In the second of the cases, Barclays Bank plc v Various Claimants, the Supreme Court had to consider whether the sexual assaults of a GP when undertaking medical examination of prospective employees of the bank gave rise to an instance of vicarious liability. The courts below found that it did. However, the Supreme Court disagreed and went back to review the differences between an employee and an independent contractor from current caselaw. The Court found that the classic distinction between employer/employees and relationships akin or analogous to employment on the one hand and independent contractors had not been eroded.

The GP was not an employee of the bank, or anything close to an employee. He was paid per examination and was free to refuse to carry out an examination if required. He was in business on his own account as a medical practitioner. He was an independent contractor and therefore the claim of vicarious liability failed.

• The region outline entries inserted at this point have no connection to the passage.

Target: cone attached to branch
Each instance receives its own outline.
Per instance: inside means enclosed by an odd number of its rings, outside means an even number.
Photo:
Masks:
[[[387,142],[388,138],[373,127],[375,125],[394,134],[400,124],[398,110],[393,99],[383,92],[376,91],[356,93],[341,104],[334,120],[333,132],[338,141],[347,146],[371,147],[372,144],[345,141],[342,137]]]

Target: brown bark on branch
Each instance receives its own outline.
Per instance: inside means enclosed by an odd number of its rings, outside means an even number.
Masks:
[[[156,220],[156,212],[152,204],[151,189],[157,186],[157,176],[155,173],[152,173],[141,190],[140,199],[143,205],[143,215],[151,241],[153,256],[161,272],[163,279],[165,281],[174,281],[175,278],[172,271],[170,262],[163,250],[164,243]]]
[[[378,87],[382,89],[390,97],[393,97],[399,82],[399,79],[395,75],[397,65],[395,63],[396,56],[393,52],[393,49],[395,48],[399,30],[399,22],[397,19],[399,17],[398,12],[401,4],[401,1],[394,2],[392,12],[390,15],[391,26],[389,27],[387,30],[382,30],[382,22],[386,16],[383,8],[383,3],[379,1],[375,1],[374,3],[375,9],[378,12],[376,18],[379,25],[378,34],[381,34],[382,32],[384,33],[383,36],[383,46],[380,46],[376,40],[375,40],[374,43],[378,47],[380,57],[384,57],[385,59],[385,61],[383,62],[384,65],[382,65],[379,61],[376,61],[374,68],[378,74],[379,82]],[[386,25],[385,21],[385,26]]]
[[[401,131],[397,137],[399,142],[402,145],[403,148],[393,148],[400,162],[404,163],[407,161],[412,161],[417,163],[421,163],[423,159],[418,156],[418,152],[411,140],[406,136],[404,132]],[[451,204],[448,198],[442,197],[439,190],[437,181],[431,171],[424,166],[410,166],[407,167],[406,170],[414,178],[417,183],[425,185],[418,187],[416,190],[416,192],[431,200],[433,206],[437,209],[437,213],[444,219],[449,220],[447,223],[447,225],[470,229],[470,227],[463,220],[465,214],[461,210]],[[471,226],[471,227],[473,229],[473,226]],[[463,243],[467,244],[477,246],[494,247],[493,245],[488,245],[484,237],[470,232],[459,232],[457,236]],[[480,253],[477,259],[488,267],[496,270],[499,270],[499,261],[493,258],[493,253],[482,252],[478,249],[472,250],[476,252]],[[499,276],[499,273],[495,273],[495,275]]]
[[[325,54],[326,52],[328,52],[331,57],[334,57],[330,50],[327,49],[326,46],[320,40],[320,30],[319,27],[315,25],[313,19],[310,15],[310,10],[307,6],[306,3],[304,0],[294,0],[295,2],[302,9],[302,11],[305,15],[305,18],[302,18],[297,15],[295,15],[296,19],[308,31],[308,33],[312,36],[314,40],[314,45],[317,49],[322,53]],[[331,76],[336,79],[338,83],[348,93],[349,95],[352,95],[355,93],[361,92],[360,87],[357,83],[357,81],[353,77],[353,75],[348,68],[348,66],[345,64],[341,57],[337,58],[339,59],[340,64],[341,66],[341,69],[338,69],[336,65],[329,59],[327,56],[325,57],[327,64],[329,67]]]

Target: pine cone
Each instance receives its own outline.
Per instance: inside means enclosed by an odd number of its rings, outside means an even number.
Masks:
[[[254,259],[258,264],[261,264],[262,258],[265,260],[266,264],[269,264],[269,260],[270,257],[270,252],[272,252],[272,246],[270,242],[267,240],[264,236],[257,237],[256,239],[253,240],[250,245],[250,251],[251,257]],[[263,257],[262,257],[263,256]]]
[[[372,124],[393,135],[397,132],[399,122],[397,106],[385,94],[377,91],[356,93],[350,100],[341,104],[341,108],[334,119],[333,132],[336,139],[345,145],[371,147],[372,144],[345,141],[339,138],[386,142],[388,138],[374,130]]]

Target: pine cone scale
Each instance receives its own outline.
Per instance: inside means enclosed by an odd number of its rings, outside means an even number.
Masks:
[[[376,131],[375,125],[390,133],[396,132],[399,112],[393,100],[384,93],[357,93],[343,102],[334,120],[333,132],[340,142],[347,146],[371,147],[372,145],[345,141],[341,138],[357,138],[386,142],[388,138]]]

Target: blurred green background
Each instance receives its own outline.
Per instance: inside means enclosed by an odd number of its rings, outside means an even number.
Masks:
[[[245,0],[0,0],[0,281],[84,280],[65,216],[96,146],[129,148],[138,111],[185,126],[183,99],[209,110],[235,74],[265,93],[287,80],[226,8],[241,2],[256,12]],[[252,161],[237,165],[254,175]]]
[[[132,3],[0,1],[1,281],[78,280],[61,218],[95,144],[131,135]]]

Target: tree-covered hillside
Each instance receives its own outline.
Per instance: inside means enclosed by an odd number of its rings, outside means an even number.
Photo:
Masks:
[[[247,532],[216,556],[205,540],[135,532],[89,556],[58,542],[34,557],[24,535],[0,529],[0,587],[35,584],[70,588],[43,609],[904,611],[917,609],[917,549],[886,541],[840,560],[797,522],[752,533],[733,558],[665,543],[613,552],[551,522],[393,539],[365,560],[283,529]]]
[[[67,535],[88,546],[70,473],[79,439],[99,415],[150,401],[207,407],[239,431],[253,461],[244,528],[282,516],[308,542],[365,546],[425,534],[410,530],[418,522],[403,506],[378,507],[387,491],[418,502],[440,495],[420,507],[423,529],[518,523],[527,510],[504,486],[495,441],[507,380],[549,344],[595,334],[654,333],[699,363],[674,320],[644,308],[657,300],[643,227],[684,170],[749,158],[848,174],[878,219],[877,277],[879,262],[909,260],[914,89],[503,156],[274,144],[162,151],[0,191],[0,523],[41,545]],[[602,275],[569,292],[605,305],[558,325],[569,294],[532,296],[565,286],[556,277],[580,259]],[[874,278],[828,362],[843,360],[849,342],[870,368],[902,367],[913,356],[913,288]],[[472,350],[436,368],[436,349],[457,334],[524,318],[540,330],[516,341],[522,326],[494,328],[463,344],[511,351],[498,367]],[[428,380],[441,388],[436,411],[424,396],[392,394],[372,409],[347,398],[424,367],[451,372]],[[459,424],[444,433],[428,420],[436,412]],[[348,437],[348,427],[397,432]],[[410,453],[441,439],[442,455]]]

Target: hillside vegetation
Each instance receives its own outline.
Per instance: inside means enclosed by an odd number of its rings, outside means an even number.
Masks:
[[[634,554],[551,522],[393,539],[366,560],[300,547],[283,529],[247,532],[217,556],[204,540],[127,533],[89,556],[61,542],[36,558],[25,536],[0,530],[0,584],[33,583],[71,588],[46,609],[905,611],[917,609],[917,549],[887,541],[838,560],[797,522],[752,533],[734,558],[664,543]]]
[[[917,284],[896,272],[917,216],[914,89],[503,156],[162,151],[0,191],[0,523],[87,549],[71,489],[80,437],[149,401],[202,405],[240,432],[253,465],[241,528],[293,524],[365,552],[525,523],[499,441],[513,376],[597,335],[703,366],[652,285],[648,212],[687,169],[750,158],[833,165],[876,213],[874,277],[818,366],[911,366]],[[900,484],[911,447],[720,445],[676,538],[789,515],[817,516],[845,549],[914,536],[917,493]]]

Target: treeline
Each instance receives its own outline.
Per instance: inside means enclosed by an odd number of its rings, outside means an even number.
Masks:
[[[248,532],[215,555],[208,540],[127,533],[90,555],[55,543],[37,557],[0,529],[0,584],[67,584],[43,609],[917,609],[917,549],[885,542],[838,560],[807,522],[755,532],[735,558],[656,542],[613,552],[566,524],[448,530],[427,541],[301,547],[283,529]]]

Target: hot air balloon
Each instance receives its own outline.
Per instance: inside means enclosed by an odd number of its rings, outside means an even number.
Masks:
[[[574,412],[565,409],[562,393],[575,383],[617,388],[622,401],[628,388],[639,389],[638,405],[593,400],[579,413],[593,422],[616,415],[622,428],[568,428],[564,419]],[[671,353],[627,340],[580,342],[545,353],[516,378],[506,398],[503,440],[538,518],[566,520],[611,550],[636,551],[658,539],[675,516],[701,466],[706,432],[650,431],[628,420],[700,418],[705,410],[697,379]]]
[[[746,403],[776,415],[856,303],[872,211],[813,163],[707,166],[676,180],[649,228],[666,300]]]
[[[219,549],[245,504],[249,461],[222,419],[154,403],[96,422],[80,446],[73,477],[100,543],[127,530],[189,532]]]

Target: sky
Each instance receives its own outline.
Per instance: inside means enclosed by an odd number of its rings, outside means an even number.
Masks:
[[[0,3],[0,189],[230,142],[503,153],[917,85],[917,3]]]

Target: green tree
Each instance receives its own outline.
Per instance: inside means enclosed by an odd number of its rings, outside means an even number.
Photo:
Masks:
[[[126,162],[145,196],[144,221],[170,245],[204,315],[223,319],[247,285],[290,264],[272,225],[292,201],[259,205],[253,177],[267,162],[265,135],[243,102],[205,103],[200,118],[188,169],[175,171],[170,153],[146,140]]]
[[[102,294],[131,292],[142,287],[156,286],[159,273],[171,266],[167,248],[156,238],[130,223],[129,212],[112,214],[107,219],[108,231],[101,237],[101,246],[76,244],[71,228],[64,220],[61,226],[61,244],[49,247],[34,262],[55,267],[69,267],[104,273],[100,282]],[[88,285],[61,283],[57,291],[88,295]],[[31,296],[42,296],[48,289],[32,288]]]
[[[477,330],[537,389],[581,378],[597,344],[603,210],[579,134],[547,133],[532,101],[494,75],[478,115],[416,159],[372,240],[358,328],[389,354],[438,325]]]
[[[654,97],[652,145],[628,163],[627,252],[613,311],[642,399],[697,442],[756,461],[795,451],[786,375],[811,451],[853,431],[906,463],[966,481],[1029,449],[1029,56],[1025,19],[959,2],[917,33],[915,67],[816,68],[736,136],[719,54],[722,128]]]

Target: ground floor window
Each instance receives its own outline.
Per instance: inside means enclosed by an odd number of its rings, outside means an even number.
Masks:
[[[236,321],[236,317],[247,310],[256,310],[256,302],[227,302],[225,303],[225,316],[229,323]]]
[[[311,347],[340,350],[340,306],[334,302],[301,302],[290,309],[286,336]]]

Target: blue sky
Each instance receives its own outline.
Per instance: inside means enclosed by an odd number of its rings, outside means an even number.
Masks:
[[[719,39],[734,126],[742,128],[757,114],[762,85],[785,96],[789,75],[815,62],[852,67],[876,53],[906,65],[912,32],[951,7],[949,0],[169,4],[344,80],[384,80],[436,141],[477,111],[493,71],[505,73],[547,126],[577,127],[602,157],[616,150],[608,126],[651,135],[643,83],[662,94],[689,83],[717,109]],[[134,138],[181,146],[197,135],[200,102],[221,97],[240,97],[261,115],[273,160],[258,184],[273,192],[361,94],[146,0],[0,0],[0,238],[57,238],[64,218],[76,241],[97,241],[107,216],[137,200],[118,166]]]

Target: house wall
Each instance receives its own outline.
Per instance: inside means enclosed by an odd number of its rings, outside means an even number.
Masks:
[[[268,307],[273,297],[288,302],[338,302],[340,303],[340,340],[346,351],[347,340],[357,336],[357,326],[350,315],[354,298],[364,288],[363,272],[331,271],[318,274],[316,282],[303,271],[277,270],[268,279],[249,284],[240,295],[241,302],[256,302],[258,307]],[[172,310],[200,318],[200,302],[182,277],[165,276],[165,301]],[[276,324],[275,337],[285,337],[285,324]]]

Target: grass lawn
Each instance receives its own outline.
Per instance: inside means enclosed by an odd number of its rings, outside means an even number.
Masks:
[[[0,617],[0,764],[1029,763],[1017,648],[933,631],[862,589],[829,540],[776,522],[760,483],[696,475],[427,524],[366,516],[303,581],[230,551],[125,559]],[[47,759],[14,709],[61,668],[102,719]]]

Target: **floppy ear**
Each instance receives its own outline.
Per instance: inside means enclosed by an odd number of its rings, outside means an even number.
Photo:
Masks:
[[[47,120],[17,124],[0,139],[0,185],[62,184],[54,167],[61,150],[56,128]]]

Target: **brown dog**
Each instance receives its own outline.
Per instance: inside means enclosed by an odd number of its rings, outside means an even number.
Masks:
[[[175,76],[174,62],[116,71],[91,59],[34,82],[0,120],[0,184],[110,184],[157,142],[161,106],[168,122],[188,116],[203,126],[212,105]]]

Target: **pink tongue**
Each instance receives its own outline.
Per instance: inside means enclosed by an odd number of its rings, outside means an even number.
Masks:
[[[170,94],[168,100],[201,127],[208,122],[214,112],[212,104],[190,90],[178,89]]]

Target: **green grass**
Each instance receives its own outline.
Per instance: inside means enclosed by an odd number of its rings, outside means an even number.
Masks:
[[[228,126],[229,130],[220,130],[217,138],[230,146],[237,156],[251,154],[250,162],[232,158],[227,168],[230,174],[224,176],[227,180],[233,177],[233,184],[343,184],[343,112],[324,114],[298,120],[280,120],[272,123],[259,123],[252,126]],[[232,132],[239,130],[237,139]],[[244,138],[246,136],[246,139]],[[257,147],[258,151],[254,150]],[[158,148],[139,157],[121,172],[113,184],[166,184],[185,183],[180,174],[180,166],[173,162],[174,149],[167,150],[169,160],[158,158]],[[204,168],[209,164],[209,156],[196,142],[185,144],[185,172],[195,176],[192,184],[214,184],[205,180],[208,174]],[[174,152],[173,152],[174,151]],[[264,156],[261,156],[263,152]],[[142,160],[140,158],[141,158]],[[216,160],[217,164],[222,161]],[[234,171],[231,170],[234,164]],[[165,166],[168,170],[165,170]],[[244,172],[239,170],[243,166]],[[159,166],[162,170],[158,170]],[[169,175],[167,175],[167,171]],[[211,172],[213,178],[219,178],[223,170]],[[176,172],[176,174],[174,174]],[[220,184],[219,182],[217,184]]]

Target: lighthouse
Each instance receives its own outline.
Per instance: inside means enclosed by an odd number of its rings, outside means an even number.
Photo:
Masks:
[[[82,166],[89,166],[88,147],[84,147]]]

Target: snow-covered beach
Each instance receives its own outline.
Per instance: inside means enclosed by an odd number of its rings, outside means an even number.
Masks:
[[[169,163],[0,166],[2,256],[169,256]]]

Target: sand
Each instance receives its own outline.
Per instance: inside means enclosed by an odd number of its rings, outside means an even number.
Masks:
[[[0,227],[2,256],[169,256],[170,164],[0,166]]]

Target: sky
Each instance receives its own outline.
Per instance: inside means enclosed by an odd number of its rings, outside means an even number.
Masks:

The recent decisions have therefore attempted to restate the key principles applicable to vicarious liability. In both decisions however the Court did not criticise the findings in either the Cox and Lister cases and the considerations (“the incidents”) to be used in determining where the tortfeasor is in a relationship with the employer closely connected or akin to employment. The two recent decisions where the employee’s actions on his own account (Morrisons) and cases where the actions were undertaken by an independent contractor (Barclays) would not give rise to vicarious liability. It will be interesting to see in future cases that require consideration of the nature of the relationship to identify on which side of the fence individual instances fall.